Fjorden Cowboys is a Norwegian comedy-documentary series created by Hildegunn Wærness, first aired on TV2 in 2014. The series focus on entrepreneur Leif Einar Lothe and his colleague Joar Førde as they make a living as shotfirers and spend their time drinking beer and enjoying life. Highly popular when released, four series have been made, with a fifth series being filmed.

== Concept ==
The show is a comic documentary-style reality series that follows entrepreneur Leif Einar Lothe and his colleague Joar Førde, chronicling their work and private life and the many situations they arrive in, such as retrieving a stolen boat, accidentally destroying a garden while removing an old truck, or creating home-made fireworks.

== Production ==
Production for the first series began in 2011, when series creator Hildegunn Wærness approached her cousin Joar Førde and Lothe to make a documentary series, based on an idea she got in 2004. Recording for the first ten episodes took more than two years, with more than 400 hours of footage being filmed. The show is filmed using mainly handheld cameras, with Lothe and Førde narrating some of the action to make sure the viewers know whats going on. The series became an instant hit with audiences, who enjoyed the comical, uncensored and raw personas - soon becoming the most watched television program on TV2 Zebra that year.
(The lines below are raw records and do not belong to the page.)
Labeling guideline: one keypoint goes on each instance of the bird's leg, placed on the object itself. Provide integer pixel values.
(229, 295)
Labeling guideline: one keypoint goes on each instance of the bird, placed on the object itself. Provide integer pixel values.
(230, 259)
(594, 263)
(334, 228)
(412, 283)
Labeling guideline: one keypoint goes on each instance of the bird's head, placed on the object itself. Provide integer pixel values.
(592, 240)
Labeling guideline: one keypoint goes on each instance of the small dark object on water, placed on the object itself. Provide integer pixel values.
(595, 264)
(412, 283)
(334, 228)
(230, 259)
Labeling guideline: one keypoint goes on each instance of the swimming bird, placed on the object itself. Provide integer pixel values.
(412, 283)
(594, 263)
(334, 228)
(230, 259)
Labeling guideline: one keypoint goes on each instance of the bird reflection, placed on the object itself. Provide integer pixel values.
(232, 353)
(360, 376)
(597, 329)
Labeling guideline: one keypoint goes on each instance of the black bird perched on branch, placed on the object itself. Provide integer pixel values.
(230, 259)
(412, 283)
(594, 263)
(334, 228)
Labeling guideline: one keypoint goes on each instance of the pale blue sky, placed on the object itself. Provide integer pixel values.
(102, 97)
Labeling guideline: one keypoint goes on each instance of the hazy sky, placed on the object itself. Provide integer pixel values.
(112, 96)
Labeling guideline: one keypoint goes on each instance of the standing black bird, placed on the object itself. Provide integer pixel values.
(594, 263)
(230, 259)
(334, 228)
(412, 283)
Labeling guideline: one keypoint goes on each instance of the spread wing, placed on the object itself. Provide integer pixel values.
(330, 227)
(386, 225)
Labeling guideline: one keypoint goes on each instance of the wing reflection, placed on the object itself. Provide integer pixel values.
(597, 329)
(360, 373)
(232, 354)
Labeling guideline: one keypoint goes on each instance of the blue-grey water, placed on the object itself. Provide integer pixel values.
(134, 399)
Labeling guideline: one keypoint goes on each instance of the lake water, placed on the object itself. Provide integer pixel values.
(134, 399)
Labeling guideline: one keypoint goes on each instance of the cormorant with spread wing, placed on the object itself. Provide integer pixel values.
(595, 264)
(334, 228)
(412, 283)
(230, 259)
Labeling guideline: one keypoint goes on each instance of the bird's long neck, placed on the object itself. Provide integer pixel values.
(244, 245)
Following the success two more seasons totaling 22 episodes were ordered and filmed in 2014 and -15. In March 2016 the show was renewed for a fourth and fifth series to air in 2017 and -18. A special four-episode mini-series was filmed in 2016 and aired in November 2016.

== Reception ==
The first series received mixed reviews, with critics praising the natural and enjoyable nature of the show, but criticizing what many referred to as "justification of lawbreaking and lude behavior", and some critics suggesting it could be harmful for younger viewers to watch. Reviews for the later series were more positive.